Im Wortlaut von Stefan Liebich,

Foto: DBT/Inga Haar

 

 

Von Stefan Liebich, Obmann für DIE LINKE im Auswärtigen Ausschuss des Bundestages

Über eine Viertelmillion Tote, mehr als 13 Millionen Syrerinnen und Syrer auf der Flucht - die in Genf anberaumte Friedenskonferenz kann in ihrer Bedeutung kaum überschätzt werden. Sie soll das Töten in dem seit fünf Jahren vom Krieg geplagten Land beenden und dazu beitragen, dass niemand mehr aus Syrien in die Flucht nach Europa und anderswo gezwungen wird. 

Kurzfristiges Ziel ist ein Waffenstillstand. Eine Feuerpause würde der dringend benötigten humanitären Hilfe den Zugang zu den teilweise seit Wochen belagerten Städten ermöglichen. Überall in Syrien mangelt es an Medikamenten, Wasser, Nahrung. Mittelfristig planen die Initiatoren der Konferenz, Wahlen in Syrien abzuhalten. Und langfristig soll auf dem Staatsgebiet ein multiethnischer, demokratischer und säkularer Staat entstehen - ein ausgesprochen ambitioniertes Ziel, das wir aber unterstützen.

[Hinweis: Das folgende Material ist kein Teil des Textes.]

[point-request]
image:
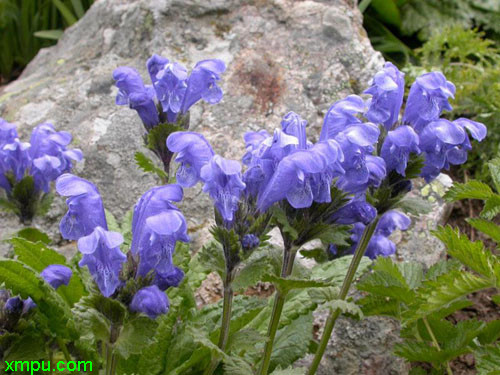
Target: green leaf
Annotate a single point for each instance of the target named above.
(490, 333)
(414, 205)
(488, 360)
(491, 207)
(292, 342)
(147, 165)
(347, 308)
(289, 371)
(494, 166)
(447, 289)
(135, 335)
(33, 235)
(487, 227)
(38, 256)
(470, 190)
(285, 285)
(471, 254)
(65, 12)
(318, 254)
(26, 282)
(387, 11)
(49, 34)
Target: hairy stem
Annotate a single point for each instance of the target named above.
(435, 343)
(334, 314)
(279, 301)
(226, 321)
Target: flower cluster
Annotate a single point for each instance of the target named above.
(157, 226)
(43, 159)
(172, 93)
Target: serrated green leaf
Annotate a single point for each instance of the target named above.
(414, 205)
(490, 332)
(471, 254)
(447, 289)
(285, 285)
(470, 190)
(289, 371)
(148, 166)
(292, 342)
(318, 254)
(491, 207)
(347, 308)
(487, 227)
(38, 256)
(33, 235)
(488, 360)
(27, 282)
(135, 335)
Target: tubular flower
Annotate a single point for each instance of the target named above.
(103, 257)
(157, 225)
(56, 275)
(193, 152)
(387, 92)
(397, 147)
(85, 208)
(223, 183)
(150, 301)
(428, 97)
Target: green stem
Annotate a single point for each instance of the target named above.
(436, 344)
(64, 349)
(279, 301)
(226, 321)
(334, 314)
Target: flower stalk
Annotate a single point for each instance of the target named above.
(279, 301)
(334, 314)
(226, 320)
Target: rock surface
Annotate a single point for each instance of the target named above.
(281, 55)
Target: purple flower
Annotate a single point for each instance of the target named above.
(303, 176)
(150, 301)
(85, 208)
(428, 97)
(56, 275)
(132, 92)
(193, 152)
(50, 155)
(397, 147)
(293, 124)
(171, 88)
(202, 83)
(387, 92)
(102, 255)
(222, 178)
(340, 115)
(157, 225)
(380, 245)
(445, 142)
(355, 211)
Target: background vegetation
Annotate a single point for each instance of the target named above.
(28, 25)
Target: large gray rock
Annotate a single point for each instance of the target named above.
(281, 55)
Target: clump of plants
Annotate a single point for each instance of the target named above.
(131, 308)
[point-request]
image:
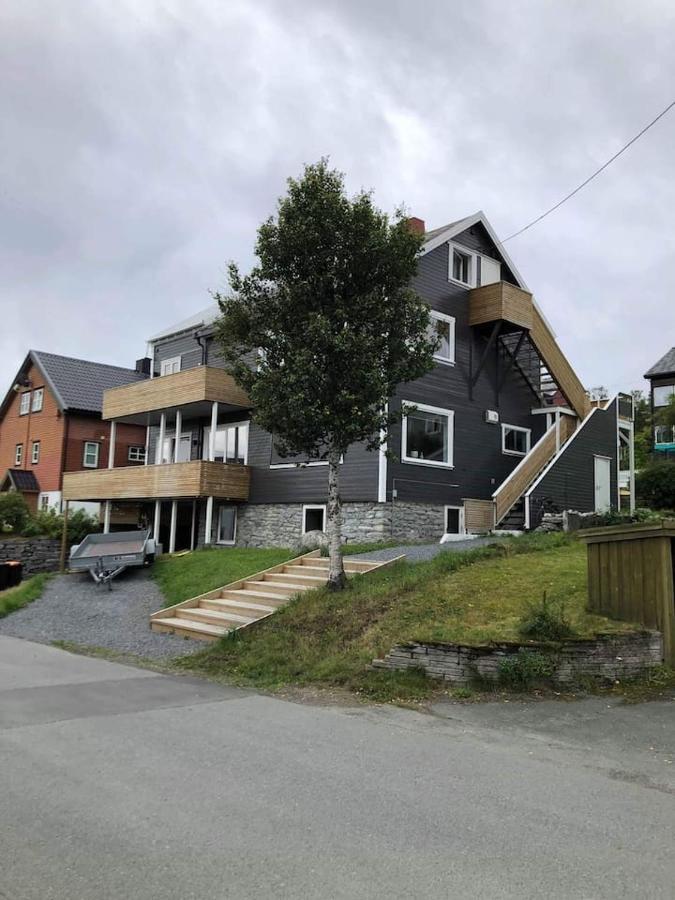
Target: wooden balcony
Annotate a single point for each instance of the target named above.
(168, 481)
(193, 386)
(501, 302)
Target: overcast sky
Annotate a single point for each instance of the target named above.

Auf dem Weg dorthin ist es wichtig, dass alle relevanten Gruppen in den Prozess einbezogen werden, die den Verzicht auf weitere Gewalt erklären. Islamistische Gruppierungen, die den Waffenstillstand mittragen, müssen ebenso einbezogen werden, wie die Kurdinnen und Kurden oder die syrische Regierung. Nicht einbezogen werden können der sogenannte Islamische Staat, die al-Nusra Front und all jene, die nicht bereit sind den bewaffneten Kampf aufzugeben. Auch Saudi-Arabien und der Iran, die auf dem Gebiet Syriens einen ihrer Stellvertreterkriege führen, gehören an den Verhandlungstisch. Sowohl Riad, als auch Teheran tragen Verantwortung für schwere Menschenrechtsverletzungen. Hinrichtungen stehen in beiden Ländern auf der Tagesordnung. Doch ein dauerhafter Frieden in Syrien setzt das Einvernehmen beider Regime in dieser Frage zwingend voraus.

Die Bundesregierung hat mit der Entsendung der Bundeswehr nach Syrien ihre Neutralität aufgegeben und so ihre Rolle als Vermittler in diesem Prozess geschwächt. Dem zusätzlichen Einsatz von AWACS-Aufklärungsflugzeugen, die unter anderem eine deutsche Besatzung hätten, in Syrien im Rahmen eines NATO-Engagements muss die Bundesregierung energisch widersprechen. Die Begründung der USA, diese Aufklärungsflugzeuge würden dringend gebraucht werden, erscheint äußerst fadenscheinig, denn in der Konfliktregion sind bereits Flugzeuge dieses Typs für die dort agierende Koalition der Willigen im Einsatz.

Zudem wird der Islamische Staat ein Eingreifen der NATO für seine Zwecke nutzen. Schon jetzt propagieren die Islamisten einen „Kreuzzug des Westens gegen den Islam“ - ein Eingreifen der NATO wäre eine weitere Argumentationshilfe zur Rekrutierung neuer Kämpfer. Obendrein erschwert das Eingreifen der NATO eine Kooperation mit Russland zur Lösung des Konfliktes beziehungsweise macht sie nahezu unmöglich. Russland und seine Beziehungen zur syrischen Regierung sind jedoch für eine Friedenslösung unabdingbar.

Genf kann nur dann ein Erfolg werden, wenn alle Beteiligten bereit sind, eigene Interessen dem langfristigen Ziel eines nachhaltigen Friedens in Syrien unterzuordnen.